1.17      The explanatory memorandum explains the rationale for these amendments:

High income earners receive a significantly larger tax concession on superannuation contributions than average income earners. Concessional contributions that are included in the assessable income of superannuation funds are subject to a flat rate of tax of 15 per cent regardless of the income of the individual members of the fund. If the superannuation contributions made for the individual had instead been included in their salary and wages or business income, the high income earning individual would have been taxed on this income at a marginal income tax rate of 45 per cent (excluding the Medicare levy). As a result, currently these individuals effectively receive a 30 per cent tax concession (excluding the Medicare levy) on their superannuation contributions. In contrast, average income earners are subject to a marginal tax rate of 32.5 per cent (excluding the Medicare levy) and effectively receive a 17.5 per cent tax concession (excluding the Medicare levy) on their superannuation contributions.

. . .

The sustaining the superannuation contribution concession measure improves the fairness of the taxation system by ensuring the tax concession received by those individuals earning more than $300,000 is more closely aligned with the concession received by average income earners.

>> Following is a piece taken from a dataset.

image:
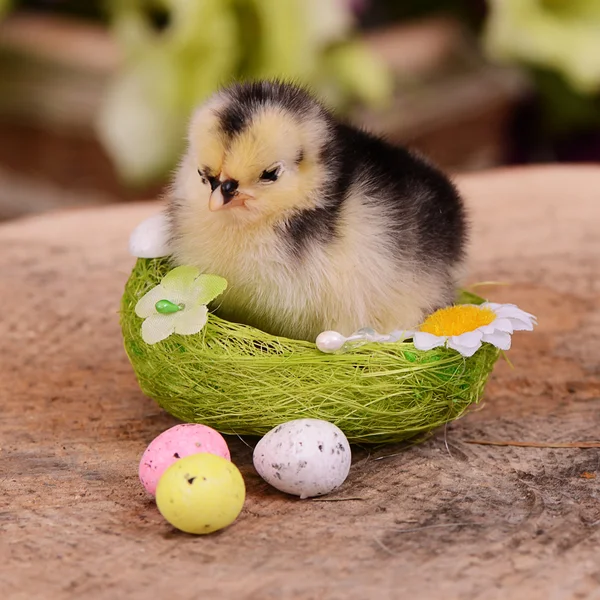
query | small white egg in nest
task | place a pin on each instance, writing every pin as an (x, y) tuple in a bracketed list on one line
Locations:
[(305, 457)]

Only around 1.2 per cent — 129,000— people contributing to super in 2012-13 will be affected by the reduced superannuation concession.[19]

1.18      The committee considers that this material provides a justification for the differential treatment between different classes of taxpayers.

1.19             The committee considers that the proposed amendments in Schedule 3 do not appear to give rise to human rights concerns.